As my friend Dave Chappelle reminds us, let’s keep it real for a moment.

According to a 2009 study by the United Health Foundation, Kentucky ranks third in the US for highest population of smokers, at 25.2 percent. The estimated population of KY is 4.2 million residents. That means there are about a million smokers here in KY.

According to several studies, the average smoker consumes between 10-20 cigarettes per day. This would equate to approximately 10-20 million butts or filters to dispose of daily, just in Kentucky alone.

For the year, the tally would be between 365 million and 730 million pieces of toxic litter. So, “what is the big deal about a few filters on the ground?” you may ask.

Filters are usually made with cellulose-acetate wrapped in a paper shell — a change made in the ‘50s to lessen the risk of lung cancer and other diseases. Basically, the filter is plastic and paper.

This causes a problem:  cigarette butts do not decompose, but they degrade over 10-15 years.

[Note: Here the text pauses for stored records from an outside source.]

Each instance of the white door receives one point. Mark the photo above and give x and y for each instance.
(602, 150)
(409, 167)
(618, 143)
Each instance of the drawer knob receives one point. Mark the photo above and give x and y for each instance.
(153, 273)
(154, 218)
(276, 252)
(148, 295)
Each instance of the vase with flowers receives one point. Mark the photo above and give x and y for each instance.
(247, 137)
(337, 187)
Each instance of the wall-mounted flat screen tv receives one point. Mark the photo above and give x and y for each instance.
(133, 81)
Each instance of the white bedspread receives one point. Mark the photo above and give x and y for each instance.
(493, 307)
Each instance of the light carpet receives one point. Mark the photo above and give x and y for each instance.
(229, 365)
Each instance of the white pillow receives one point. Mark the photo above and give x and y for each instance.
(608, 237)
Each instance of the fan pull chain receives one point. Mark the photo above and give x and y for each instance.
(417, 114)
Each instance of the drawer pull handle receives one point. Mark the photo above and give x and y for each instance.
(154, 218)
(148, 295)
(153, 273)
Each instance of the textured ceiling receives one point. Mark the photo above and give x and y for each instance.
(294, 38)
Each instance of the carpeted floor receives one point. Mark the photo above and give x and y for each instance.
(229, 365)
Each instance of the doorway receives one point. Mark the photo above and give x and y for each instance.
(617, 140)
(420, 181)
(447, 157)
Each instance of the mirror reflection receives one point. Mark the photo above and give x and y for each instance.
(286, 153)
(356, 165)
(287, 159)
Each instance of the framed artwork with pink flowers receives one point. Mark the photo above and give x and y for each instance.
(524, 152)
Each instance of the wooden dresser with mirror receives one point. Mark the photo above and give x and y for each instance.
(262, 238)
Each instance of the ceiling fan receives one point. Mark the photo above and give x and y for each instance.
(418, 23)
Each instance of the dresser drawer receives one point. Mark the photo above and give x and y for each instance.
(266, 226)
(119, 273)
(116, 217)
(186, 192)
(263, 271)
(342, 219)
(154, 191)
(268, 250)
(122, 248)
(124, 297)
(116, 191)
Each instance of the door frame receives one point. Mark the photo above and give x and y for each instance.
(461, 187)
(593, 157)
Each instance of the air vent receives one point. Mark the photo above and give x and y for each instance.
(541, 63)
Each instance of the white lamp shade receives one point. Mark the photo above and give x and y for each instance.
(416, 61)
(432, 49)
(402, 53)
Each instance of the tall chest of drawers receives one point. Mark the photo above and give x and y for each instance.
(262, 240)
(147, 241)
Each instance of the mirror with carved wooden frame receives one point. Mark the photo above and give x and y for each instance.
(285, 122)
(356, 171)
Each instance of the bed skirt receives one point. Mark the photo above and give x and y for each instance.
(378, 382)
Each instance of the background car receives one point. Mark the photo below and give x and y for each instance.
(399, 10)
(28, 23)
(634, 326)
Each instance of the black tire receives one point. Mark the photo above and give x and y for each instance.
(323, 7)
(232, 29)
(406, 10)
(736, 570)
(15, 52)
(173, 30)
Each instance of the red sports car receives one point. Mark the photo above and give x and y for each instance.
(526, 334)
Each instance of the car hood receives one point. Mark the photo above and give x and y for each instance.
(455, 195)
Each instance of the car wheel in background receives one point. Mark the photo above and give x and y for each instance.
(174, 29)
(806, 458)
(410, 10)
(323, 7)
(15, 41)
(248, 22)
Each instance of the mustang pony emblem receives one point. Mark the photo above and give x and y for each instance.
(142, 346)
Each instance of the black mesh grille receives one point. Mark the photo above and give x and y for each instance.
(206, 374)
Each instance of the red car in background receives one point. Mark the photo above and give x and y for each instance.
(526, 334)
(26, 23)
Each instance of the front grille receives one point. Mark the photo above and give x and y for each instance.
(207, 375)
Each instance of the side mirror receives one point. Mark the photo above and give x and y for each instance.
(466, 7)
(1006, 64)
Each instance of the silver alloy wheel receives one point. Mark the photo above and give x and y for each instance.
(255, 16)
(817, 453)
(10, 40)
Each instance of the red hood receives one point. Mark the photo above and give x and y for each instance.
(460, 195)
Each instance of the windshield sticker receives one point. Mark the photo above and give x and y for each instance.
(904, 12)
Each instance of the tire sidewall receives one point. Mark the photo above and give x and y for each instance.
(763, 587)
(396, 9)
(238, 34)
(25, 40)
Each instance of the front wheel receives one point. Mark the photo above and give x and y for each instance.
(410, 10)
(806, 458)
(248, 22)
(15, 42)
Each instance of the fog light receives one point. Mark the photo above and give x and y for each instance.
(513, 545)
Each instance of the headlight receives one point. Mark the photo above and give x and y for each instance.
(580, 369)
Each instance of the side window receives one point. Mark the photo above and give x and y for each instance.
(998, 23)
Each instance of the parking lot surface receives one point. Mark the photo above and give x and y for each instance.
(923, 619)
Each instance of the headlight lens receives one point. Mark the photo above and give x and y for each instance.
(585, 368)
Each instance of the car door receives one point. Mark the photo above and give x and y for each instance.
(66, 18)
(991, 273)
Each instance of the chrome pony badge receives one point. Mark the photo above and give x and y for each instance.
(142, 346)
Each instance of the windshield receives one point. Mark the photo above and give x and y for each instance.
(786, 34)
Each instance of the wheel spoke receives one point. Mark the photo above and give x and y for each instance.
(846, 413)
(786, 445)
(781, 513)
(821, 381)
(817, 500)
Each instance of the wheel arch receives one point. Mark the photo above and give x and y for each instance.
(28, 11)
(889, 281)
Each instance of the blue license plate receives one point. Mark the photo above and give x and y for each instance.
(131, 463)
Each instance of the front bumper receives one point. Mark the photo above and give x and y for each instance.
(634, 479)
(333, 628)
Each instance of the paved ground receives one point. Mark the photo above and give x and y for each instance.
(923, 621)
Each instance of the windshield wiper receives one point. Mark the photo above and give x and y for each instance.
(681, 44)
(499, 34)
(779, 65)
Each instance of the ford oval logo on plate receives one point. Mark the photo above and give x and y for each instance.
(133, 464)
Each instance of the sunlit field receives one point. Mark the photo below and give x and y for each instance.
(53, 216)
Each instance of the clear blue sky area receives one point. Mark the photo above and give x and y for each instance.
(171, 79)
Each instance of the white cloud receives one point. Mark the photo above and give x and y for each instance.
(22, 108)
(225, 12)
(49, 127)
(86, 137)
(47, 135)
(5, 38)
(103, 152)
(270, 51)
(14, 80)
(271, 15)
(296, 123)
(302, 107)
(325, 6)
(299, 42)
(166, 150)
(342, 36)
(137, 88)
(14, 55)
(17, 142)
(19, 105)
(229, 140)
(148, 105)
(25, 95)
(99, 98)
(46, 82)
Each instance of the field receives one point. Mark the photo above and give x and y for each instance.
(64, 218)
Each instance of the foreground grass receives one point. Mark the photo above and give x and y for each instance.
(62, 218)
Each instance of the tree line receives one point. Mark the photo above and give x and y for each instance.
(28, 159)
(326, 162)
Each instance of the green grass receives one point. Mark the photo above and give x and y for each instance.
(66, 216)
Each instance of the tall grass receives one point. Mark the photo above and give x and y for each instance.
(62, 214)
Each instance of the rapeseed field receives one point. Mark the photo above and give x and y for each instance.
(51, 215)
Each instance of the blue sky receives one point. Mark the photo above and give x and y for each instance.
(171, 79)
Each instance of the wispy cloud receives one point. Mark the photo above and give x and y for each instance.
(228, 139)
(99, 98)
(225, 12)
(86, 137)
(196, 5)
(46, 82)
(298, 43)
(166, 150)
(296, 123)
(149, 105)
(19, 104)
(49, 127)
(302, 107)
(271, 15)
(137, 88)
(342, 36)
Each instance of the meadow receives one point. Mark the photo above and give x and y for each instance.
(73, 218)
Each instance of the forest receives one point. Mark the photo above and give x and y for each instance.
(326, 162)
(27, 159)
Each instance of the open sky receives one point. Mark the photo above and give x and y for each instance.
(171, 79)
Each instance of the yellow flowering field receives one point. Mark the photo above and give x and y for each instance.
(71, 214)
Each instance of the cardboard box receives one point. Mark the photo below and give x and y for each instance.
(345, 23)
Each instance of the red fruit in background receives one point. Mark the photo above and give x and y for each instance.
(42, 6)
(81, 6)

Thus, each one discarded will stay around for a while. Just look on the ground anywhere you walk, including this smoke-free campus.

You would be hard pressed to find many areas that have no cigarette litter.

This means that there will be contamination of water supplies — animals will be at risk by eating them and even children picking up and eating them out of curiosity. Let me ask you, when you unwrap a CD, get a drink from a fast food restaurant or open a piece of junk mail, do you just throw it on the ground when you are done? No, you say?

Then why would cigarette butts be so different?

Again, I’m not asking people to stop smoking, but reconsider your choice after the nicotine rush is over. We all live here together and should respect this planet responsibly.

So keep your butts away from my mama (Mother Earth).